BENGALURU: This year too, there are no onion samosas, that quintessential Ramzan snack. There is no aash, the wholesome gruel doled out by thousands of litres in mosques. Nor is there any sherbet, or haleem. Samosas and aash go well together, and with a bowl of fruit, make up the typical iftar.

I may be faulted, of course, for missing inane things like samosas, when people are making last-gasp efforts to get hold of oxygen cylinders. But there is no harm in missing the old normal, when the month of Ramzan brought these small joys – iftar parties, frenzied night shopping, clothes and trinkets, and when every little girl’s hand would be adorned with mehndi.

Like last year, this year goes barren too: No piles of the crunchy, deep-fried sinful samosas, no mountains of sevaiyan rolls, no dazzle of sequinned clothes, or flash of bangles. 'Iftar Galli' was long since shut. For us, the fun has gone out of the festive season.

But for the samosa vendor and bangle seller, it’s economic ruin. It is said that Bengaluru gobbles up lakhs of samosas a day, a normal day in Ramzan, that is. The humble samosa may be priced around Rs 10, but sales run into crores of rupees a day.

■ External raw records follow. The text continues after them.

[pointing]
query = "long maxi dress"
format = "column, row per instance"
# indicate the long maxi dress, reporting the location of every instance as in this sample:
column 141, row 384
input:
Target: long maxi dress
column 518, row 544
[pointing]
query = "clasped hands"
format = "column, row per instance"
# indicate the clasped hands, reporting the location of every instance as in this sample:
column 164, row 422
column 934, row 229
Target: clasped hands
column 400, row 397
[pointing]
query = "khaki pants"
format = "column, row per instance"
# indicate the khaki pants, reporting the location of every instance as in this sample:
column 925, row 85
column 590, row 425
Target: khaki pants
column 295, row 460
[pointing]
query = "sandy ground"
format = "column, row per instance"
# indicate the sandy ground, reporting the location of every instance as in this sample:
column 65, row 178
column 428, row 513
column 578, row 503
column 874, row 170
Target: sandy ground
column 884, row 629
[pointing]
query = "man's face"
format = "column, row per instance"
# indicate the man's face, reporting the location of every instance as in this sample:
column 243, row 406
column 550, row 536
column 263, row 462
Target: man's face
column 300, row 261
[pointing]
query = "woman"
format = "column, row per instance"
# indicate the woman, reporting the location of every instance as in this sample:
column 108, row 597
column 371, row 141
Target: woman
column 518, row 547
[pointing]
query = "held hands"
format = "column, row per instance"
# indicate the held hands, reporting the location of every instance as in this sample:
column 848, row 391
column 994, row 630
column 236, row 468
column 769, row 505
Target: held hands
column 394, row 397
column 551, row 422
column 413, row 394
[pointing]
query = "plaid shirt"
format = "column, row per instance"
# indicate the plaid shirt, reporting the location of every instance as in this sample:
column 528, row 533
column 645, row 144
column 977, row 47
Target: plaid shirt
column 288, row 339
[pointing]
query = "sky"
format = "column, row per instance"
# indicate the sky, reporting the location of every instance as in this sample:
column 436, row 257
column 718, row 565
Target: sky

In fact, it could be called a samosa economy, when onions command premium rates, oil is guzzled by the gallons, and a seller can easily make up to Rs 30,000 in an evening. Oh yes! It is this time of year, besides the Dasara-Deepavali- Christmas months, when the markets of Bengaluru come alive with a new purpose.

It’s every vendor’s dream season, when cash flows free and money exchanges hands with abandon. When garment and footwear stores are packed with shoppers, and tailors sharpen their scissors in anticipation, ready to work into the nights.

It is also the season of largesse - Ramadan Kareem - when the poor queue up for their share of aash and free ration, when clothes are given away, and every shopper has loose cash in the pocket to distribute among the needy.

All locked down, and locked in. The biggest losers are the poor. We have found our alternatives, with online stores and the gig economy coming to our rescue, promising us safety through the festival month. There are poor cousins of samosas available, and some sad versions of haleem.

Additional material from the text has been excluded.